Prinisp-prinsip itu adalah:
(1) Segala periada yang fana terdiri atas materi dan bentuk, yang masing-masing dengan sendirinya bukan suatu wujud, meskipun melalui gabungan keduanya, wujud itu maujud.
(2) Materi utama tidak memiliki eksistensi aktual, dan hanya merupakan suatu kemampuan untuk menerima bentuk-bentuk.
(3) Wujud-wujud sederhana pertama yang merupakan perwujudan materi utama itu merupakan empat unsur, yaitu : api, air, udara dan bumi.
(4) Unsur-unsur itu masuk ke dalam susunan wujud-wujud lain lewat percampuran. Sebab jauh dari percampuran ini yaitu wujud-wujud angkasa. (5) Panas alam merupakan sebab utama adanya percampuran itu.
(6) Benda-benda organik dihasilkan dari individu-individu hidup yang sejenis dengan benda-benda organik iu lewat panas alam. Jiwa merupakan sebab paling dekat dari pembentukan terus menerus mereka dan intelegensi yang menggerakkan lingkungan itu merupakan sebab jauh.
Sebelum membahas psikologi lebih jauh, ibn Rusyd mengajukan pertanyaan yang penting: “Apakah bentuk itu dapat bereksistensi tanpa materi?” Jawabannya merupakan jalan sejati pengetahuan.
Bentuk materi tidak pernah dapat dipisahkan dari materi, karena bentuk fisik – yang istilah lain dari bentuk materi – bisa maujud hanya dalam materi. Oleh sebab itu bentuk-bentuk tersebut sementara dan berubah-ubah. Mereka tidak kekal sebab mereka tidak memiliki substansi kecuali dalam materi.
Maka bentuk-bentuk terpisah itu merupakan sesuatu yang bukan bentuk-bentuk material. Karenanya, keterpisahan jiwa rasional yaitu akal, hanya dapat ditunjuukkan jika bisa dibuktikan bahwa akal merupakan bentuk murni. Jiwa tidak terpisah sebab ia merupakan “bentuk dari wujud alamiah organik.”
Jiwa dibagi menurut tindakan-tindakannya, menjadi lima bagian : Jiwa nutritif, sensitif, imajinatif, kognitif dan apetitif, dan yang disebut terakhir ini tampaknya lebih sesuai kalau ditempatkan sesuah yang imajinatif dan yang sensitif.
Hirarki unsur-unsur itu bertumpu pada tatanan bentuk-bentuk material yang disebutkan di atas. Cara hewan mendapatkan pengetahuan yaitu lewat perasaan dan imajinasi, sedangkan cara manusia mendapatkan pengetahuan yaitu, selain lewat dua cara tersebut, lewat akal.

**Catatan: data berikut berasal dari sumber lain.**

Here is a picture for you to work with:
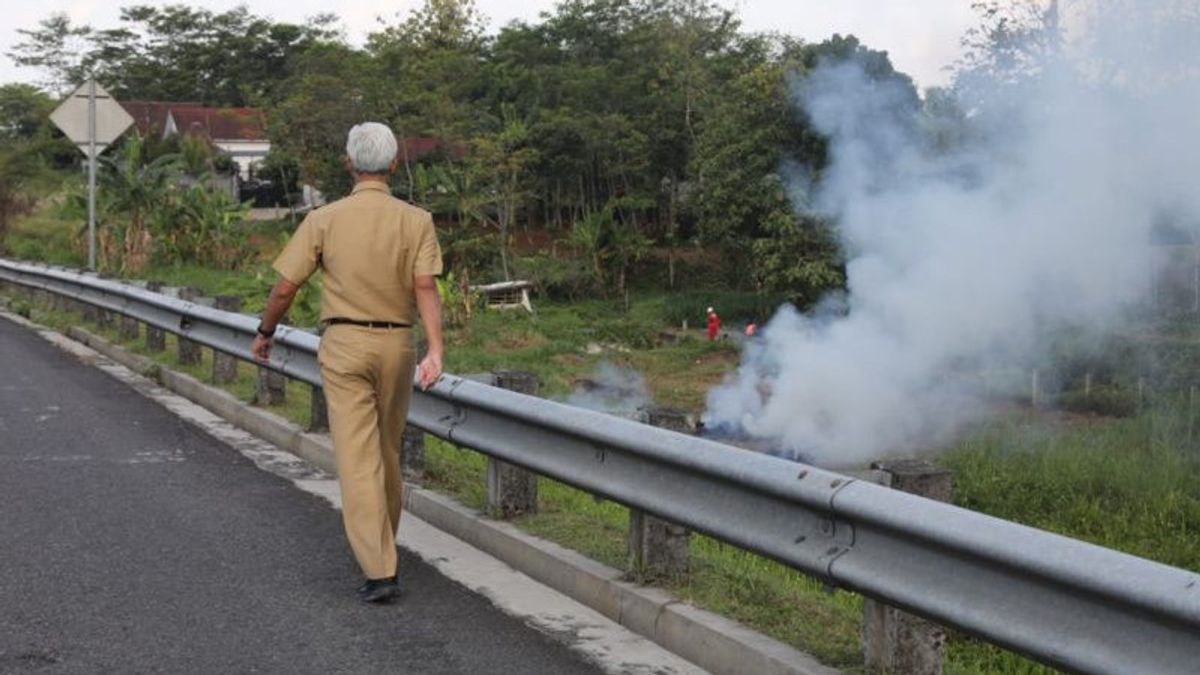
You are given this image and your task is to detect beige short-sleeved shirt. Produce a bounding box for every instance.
[272,182,443,324]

Dengan demikian jalan menuju pengetahuan yaitu lewat perasaan atau lewat akal, yang membawa kepada pengetahuan mengenai hal-hal tertentu atau universal. Pengetahuan yang sebenarnya yakni pengetahuan mengenai hal-hal yang universal, kalau tidak maka binatang dikaakan memiliki pengetahuan.

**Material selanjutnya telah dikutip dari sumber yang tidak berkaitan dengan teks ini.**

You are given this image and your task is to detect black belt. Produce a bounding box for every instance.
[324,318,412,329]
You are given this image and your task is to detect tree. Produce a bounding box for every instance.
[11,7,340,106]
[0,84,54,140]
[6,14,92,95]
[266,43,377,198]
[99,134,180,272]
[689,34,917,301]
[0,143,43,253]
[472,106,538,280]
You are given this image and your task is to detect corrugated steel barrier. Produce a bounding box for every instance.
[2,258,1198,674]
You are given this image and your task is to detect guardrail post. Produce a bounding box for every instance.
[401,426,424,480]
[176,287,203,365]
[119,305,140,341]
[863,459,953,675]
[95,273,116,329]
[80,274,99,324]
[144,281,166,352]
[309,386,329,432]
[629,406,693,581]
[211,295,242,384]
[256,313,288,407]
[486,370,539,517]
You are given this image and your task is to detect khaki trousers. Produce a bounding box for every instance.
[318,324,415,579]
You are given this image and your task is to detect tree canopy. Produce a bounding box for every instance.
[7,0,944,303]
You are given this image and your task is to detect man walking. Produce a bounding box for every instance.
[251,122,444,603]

Istilah “pengetahuan” diberlakukan secara kabur pada binatang, manusia dan Tuhan. Pengetahuan binatang terbatas oleh perasaan dan imajinasi, sedangkan pengetahuan manusia bersifat universal. Perasaan dan imajinasi terdapat pada binatang untuk kelestarian mereka. Untuk keamanan, menjaga diri dan mendapatkan makanan, hewan mesti mendekati atau menjauhi hal-hal yang dapat dirasakan. Kalau hal-hal yang dapat dirasakan itu ada, maka hal-hal itu dicerap oleh indera dan kalau hal-hal yang dapat dirasakan tidak ada, maka hal-hal itu digantikan oleh gambaran-gambaran mereka.

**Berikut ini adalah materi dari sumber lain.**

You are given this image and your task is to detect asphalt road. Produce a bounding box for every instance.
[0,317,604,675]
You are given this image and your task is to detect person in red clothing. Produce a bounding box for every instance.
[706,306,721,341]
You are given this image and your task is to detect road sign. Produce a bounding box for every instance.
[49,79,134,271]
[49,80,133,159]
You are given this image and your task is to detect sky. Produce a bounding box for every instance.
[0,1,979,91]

Jadi persaan merupakan kondisi gambaran, dan “setiap kemaujudan yang memiliki gambaran tentu memiliki pula perasaan.” Tapi karena manusia memiliki unsur yang lebih tinggi, yaitu akal, maka ia mendapatkan gambaran lewat pikiran dan nalar.
Sedangkan pada binatang, gambaran pada dasarnya ada secara alami. Selanjutnya, bentuk-bentuk yang dicerap oleh binatang terbatas, dan kadang-kadang, kalau bentuk-bentuk tersebut dicerap oleh manusia, maka bentuk-bentuk itu menjadi gambaran-gambarang universal. Mereka yang beranggapan bahwa hewan memiliki nalar, megnacaukan gambaran=gambaran universal dengan konsep-konsep universal.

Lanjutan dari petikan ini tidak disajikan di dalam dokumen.